Pour Christophe Guilluy, Gabriel Attal est le symptôme de cette France des métropoles mondialisées, il est le « produit de l’effondrement culturel et moral généralisé des classes supérieures contemporaines. Il incarne cette bourgeoisie contemporaine sans colonne vertébrale, qui distille la moraline du vivre-ensemblisme, de l’écologisme, du féminisme dévoyé ». Selon Guilluy, le Système est acculé, et il a donc dégainé avec Attal la carte de l’image et de la jeunesse, et ce n’est pas un hasard parce que le Système croit au bon plaisir au-dessus de tout, le Système ne peut pas sortir de sa Matrice autoréférencielle du « bon plaisir individualiste », ce qui est attesté par son récent discours de politique générale exempt de toute attention pour la société ou l’intérêt général, par exemple : semaine de quatre jours, télétravail, modulation du temps de travail dans selon l’âge… un programme hédoniste pour cadres de Mackinsey, pas pour la France qui n’a pas le choix si elle veut remplir le frigo et assurer un toit à la famille ! Orwell parlait du concept de « décence commune » comme facteur permettant à un corps social de « tenir » malgré la disparité entre ses membres. Pour Guilluy, dans les milieux populaires, où les gens évoluent sans filet de sécurité, souvent sans patrimoine, dans l’insécurité sociale, culturelle, parfois physique, la préservation d’une forme de décence commune n’est pas vécue comme un empêchement mais comme la seule garantie de survie. Alors que dans les métropoles mondialisées, on bénéficie d’un monde dérégulé qui a pulvérisé toute notion de limites. La bourgeoisie dite progressiste considère que tout est possible, ce qui est bien pour elle est bien pour l’humanité, et dans ce contexte l’idée de décence commune est perçue comme un empêchement, comme une limite de la liberté individuelle.
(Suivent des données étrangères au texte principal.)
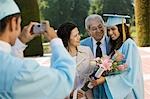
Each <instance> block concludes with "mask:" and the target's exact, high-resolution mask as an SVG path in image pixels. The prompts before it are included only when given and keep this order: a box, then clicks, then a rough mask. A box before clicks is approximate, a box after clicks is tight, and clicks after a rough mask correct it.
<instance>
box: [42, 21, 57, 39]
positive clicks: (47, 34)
mask: <svg viewBox="0 0 150 99" xmlns="http://www.w3.org/2000/svg"><path fill="white" fill-rule="evenodd" d="M42 23H43V24H45V27H46V30H45V32H44V36H45V37H46V38H47V39H48V40H49V41H51V40H52V39H54V38H57V37H58V36H57V34H56V32H55V31H54V29H53V28H52V27H50V25H49V22H48V21H44V22H42Z"/></svg>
Dans ce contexte, la révolte des agriculteurs ne doit plus du tout être conçue comme la révolte de losers ou de gueules cassées de la mondialisation. La révolte des agriculteurs, ou des gilets jaunes, c’est la révolte de la majorité silencieuse, c’est la révolte de la démocratie contre une tentation autoritaire de l’Union européenne, c’est la révolte du bon sens contre la déconnexion, c’est la révolte de la raison contre la fuite en avant, et sans doute la révolte de la Vie contre la morbidité.
De tous les intellectuels français récents ou actuels, Guilluy est probablement celui qui a le mieux senti dans la durée la dépossession d’autant de Français. Il a compris cela très tôt, il l’a théorisé, approfondi. Il a avec anticipation la bonne grille de lecture, et c’est une aide précieuse à la compréhension du temps présent.